F-35 opponents seek new environmental review
By Jasper Craven Aug 9 2018, 2:54 PM
A coalition of Chittenden County activists opposed to the basing of F-35 fighter jets at Burlington International Airport are calling on the Air Force to undertake a new environmental review of the planes’ potential impact on the area and its residents.
The opponents, organized loosely under the banner “Save Our Skies,” contend that new information calls into the question the accuracy of the original 2013 federal assessment.
They also have also filed a series of public records requests seeking more information on the impending jet basing — set to begin in fall 2019 — including whether nuclear weapons would be housed in Vermont. They say they are considering a lawsuit if their demands for a new review aren’t met.
In a letter dated Aug. 3, Save Our Skies lawyer James Dumont of Bristol says the initial Environmental Impact Statement (EIS) for Burlington was invalidated when Air Force Secretary Heather Wilson told multiple Vermont officials this spring that the “Vermont Air National Guard would likely lose their flying mission upon the retirement of the F-16s.”

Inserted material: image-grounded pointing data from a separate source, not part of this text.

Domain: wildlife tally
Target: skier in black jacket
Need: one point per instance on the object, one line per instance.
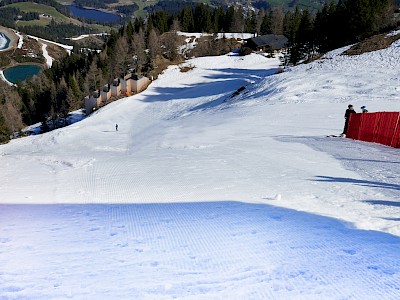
(350, 110)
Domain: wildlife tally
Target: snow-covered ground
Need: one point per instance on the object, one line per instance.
(49, 59)
(202, 196)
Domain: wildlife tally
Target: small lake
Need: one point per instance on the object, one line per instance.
(21, 73)
(4, 41)
(93, 14)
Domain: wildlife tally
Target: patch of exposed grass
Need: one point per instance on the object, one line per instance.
(185, 69)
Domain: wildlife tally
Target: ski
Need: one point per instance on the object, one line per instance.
(334, 135)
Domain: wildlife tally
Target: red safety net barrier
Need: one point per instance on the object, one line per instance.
(354, 126)
(381, 127)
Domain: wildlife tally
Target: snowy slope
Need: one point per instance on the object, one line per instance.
(204, 196)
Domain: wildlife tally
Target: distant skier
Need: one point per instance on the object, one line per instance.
(350, 110)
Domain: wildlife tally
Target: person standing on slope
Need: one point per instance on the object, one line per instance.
(350, 110)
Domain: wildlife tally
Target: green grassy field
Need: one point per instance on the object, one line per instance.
(51, 11)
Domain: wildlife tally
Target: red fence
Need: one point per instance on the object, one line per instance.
(380, 127)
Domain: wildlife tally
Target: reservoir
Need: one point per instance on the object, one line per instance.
(21, 72)
(93, 14)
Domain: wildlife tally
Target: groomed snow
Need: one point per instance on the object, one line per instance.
(202, 196)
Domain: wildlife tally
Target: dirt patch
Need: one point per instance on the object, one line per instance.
(374, 43)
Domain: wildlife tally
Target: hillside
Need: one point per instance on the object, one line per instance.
(202, 195)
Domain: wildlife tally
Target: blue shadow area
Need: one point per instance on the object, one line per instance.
(200, 249)
(367, 183)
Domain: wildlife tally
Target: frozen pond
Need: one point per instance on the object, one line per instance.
(21, 72)
(210, 250)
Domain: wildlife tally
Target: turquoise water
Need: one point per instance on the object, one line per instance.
(4, 41)
(21, 73)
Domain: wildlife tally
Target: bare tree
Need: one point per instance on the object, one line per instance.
(277, 17)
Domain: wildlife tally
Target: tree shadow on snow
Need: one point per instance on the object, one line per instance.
(366, 183)
(384, 202)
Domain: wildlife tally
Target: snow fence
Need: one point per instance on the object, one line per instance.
(379, 127)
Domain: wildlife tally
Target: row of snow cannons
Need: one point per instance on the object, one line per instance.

The Air Force’s EIS compared noise and other environmental factors between the current fleet of F-16s based in Vermont and the F-35, not — as would be the case following the recent Air Force statement — between the F-16s and no planes at all. The 2013 review also noted that “if there is no F-35A operational beddown at Burlington, the current mission would continue.”
“If Vermonters knew the alternative to the F-35 was going to be no fighter planes and zero jet noise, it very well might have changed the way people viewed this basing,” said Retired Col. Rosanne Greco, the de facto leader of the F-35 opposition movement. “Spending on home insulation for jet noise would not have happened and home demolition wouldn’t have occurred.”